Hocam, dikkat ediyorum; sürekli size günahları ile alakalı soru soranlara bilhassa kadınlara “sus, ört, gizle…” türünden uyarılar yapıyorsunuz. Bunu anlayamıyorum. Çok adi işler yapmış birinin günahlarını gizlemesi mi gerekiyor, o zaman toplum, içi başka dışı başka olanlar ile dolmaz mı?

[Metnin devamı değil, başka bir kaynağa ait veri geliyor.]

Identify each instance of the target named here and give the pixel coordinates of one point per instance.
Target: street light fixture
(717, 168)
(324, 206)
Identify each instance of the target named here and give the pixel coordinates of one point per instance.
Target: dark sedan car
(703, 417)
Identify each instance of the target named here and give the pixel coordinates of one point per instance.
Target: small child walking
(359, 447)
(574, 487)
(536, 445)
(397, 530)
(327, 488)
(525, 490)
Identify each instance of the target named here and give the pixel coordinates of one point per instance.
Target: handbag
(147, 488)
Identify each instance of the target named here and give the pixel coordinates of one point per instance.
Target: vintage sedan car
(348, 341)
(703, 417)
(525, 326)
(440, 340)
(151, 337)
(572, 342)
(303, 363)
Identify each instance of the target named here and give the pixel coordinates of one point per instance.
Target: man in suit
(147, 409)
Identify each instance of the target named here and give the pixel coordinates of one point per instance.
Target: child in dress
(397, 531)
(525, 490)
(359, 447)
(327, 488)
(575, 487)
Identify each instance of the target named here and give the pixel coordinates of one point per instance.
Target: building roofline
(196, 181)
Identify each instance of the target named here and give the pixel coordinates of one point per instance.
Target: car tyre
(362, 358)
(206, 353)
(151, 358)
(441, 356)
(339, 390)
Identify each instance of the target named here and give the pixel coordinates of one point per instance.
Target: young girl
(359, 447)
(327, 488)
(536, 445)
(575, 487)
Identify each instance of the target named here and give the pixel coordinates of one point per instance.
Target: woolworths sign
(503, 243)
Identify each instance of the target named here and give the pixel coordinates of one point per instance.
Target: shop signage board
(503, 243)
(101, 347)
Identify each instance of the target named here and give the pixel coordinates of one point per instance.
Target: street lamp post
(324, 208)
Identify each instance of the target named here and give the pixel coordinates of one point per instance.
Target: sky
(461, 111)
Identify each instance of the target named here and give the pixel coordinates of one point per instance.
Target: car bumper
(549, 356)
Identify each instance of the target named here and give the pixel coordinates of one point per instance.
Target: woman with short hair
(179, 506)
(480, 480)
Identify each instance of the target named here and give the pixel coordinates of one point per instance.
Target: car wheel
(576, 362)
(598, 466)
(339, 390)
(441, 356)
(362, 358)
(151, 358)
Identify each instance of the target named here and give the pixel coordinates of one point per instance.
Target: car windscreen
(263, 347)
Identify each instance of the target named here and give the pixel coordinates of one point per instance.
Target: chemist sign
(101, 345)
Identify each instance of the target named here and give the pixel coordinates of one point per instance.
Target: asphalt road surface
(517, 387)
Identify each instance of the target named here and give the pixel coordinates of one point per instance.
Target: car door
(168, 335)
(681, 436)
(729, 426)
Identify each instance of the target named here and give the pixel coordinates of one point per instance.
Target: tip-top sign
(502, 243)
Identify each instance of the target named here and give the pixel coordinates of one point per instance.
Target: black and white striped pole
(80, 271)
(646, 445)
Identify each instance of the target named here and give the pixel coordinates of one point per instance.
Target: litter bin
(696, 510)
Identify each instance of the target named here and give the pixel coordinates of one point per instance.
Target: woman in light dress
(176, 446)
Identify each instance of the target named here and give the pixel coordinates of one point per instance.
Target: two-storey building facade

Allah’ın haram ettiği ve temiz insan fıtratının çirkin gördüğü işleri yapanların yaptıklarını kendilerinin veya başkalarının gizlemesi bir din ilkesidir. Dinimiz çirkinliklerin Müslüman bir toplumda yapılması ve yayılmasına karşı tedbirler getirmiştir. Müslüman bir toplumda işlenen bir haram ve o haramın gündem olması çok farklı şeyler değildir. Bugün yaşadığımız toplumlarda haramların güç kazanmış olması, kimi zamanlarda haram ve çirkinliklerin temiz işlerden daha değerli gibi gösterilmesi sonucu birdenbire oluşmamıştır. Önce işlenmesine ses çıkarılmaması ardından da yerilmek için bile olsa teşhir edilmesi bir nevi reklamının yapılır olmasını sağlamıştır. Konuşula konuşula benimsenmesine yol açılmış oldu. Çirkin ve ayıp iken ona da yer verilebilir bir hava oluşmuştur.
 
Dinimizin emri insanın kendisini kötülükleri ile teşhir etmemesidir. Mü'min de diğer mü'mini teşhir etmeyecektir. Bu nedenle fakihler cezası olan bir suçu işleyeni görenin şahitlik yapması caiz olduğu gibi kul hakkı üzerine olmayan konularda örtmesinin daha değerli olacağını söylemişlerdir.
 
İşlenmiş haramların gizlenmemesi, Allah’a karşı cüretin zamana yayılmış şekliyle de olsa güçlenmesi demektir. Bir başka risk de teşhirle beraber insanlardaki hayânın erimesidir. Hayânın eridiği bir toplumda ezanların yükselmesi o toplumu ahlâk ve dininde sabit bir toplum yapmaya yetmeyecektir. Bir zaman sonra insanların işledikleri günahları bir övgü vesilesi gibi anlattıklarına şahit olunabilmektedir.
 
Çok önemli bir husus da şudur:
 
İnsanın işlediği günahın gizli kalması tevbe edip kendini düzeltmesi için daha uygun bir ortamdır. Günahı teşhir olmuş biri için tevbe uzak daldaki bir meyve gibi kalabilir. Şeytanın bir günahın daha fazla yayılması için uğraştığı bu dünyada bizim hedefimizin günahların hiç işlenmemesi olsa da bari bir günah daha az bilinsin olması gerekiyor. Bu yüzden de Müslüman’ın hatasını örtmeye büyük bir sevap vaat edilmiştir. İnsanların gizli hatalarını araştırıp bulmak kişilik zafiyeti olarak görülmüştür.
 
Günahların konuşulması ve teşhirinde sakınca görmemek, bir dini zafiyettir. Maslahat ve mefsedet yani kâr zarar dengesi bilmemektir. Hataların teşhiri ile uğraşmak, kindarlık, hırs, rekabetten sıyrılamama, başkaları üzerinden yükselme ve acelecilik gibi zafiyetlerin beslediği tutumlardır.
 
İnsanların hatalarını teşhir beraberinde gıybeti getirecektir, toplum ahlakını eritecektir, haklının ve doğrunun kati olmadığı alanlarda söz söylemeye sebep olacaktır. Bunlar da bir helalleşme gerektiren kul haklarıdır. Elbette fasıklığını teşhir eden ve reklamını yapan için bu kurallar söz konusu değildir.